Teenager Develops Economical Purifier Using Organic Waste to Make Clean Water
Sofia Adamsom, Staff
Young talent such as Lalita Prasida Sripada Srisai, a 13-year-old from Odisha, India, who designed a water purifier that functions on waste corn cobs, is the type of inspiration needed in a world where most people are focused on consuming versus solving problems such as water contamination.
Industry, deforestation, fossil fuel excavation, and over-consumption have turned many natural waterways into hazardous waste. Considering that water is vital to human health and survival, one might deem water purification to be one of the most important challenges facing society.
Many developing countries do not have the resources to provide adequate access to potable water, and the water from the tap is frequently contaminated with pathogens, suspended solids, sediment, and toxins. Even what industrialized, developed countries consider to be water that’s safe for drinking is water treated with chemicals some consider to be quite dangerous. The water treatment processes and the water distribution systems often introduce chemicals, including heavy metals and pollutants, such as pharmaceuticals, into municipal water systems. The overall consequences of this global issue are immediate visible side-effects, such as diarrhea and gastrointestinal ailments, as well as potential long-term health problems.
Which brings us back to Lalita. Her innovative water purifier made it into the Google Science Fair in 2015. It is a low-cost bio-absorbent based water purifier made out of waste corn cobs. This part of the maize plant is rigid and porous, which makes it a suitable absorbent for contaminants such as oxides of salts, detergents, colored dyes, oils, grease and even some heavy metals. It is also worth mentioning that the corn cob is an abundant bio-waste product of the corn industry.

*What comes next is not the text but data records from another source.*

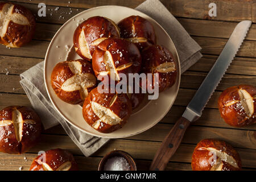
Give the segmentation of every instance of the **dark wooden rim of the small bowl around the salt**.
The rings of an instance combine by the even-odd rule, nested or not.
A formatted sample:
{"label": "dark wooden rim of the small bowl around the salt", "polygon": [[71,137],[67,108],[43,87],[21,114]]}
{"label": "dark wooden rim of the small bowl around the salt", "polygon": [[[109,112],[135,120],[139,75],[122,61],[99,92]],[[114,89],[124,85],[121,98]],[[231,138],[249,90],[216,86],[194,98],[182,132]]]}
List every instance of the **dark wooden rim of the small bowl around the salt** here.
{"label": "dark wooden rim of the small bowl around the salt", "polygon": [[137,167],[136,167],[136,163],[134,162],[133,157],[128,154],[125,151],[122,150],[114,150],[109,152],[108,154],[106,154],[102,159],[100,164],[98,164],[98,171],[104,171],[104,166],[106,164],[106,162],[108,161],[108,159],[113,158],[113,157],[123,157],[127,160],[127,162],[129,163],[130,166],[130,171],[137,171]]}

Below is an image of the five-layer prototype system developed by Lalita which utilized different substances to purify water, including long pieces of corn cobs, small pieces of corn cobs, powdered corn cobs, activated charcoal made from corn cobs, and fine sand.
Lalita tested her water purifier using water polluted with several added chemical impurities and found that different layers absorb different contaminants. For example, the charcoal layer was effective in absorbing colored substances, while the powdered corn cob was responsible for absorbing most of the gasoline waste. A report published about her project on the Google Science Fair website states:
“If the drain pipe of the household is connected to a chamber having different layers of corn cobs in partition layers or to an S-trap pipe having corn cobs, it will separate about more than 70-80 % of contaminants including suspended particles from the waste water.”
As part of her award, Lalita is receiving support from Google to develop her project. It is difficult to predict if her invention will reach actual mass production, following in the footsteps of other inspiring young Indian talent such as Mansukhbhai R. Prajapati, who developed a refrigerator that cools without electricity.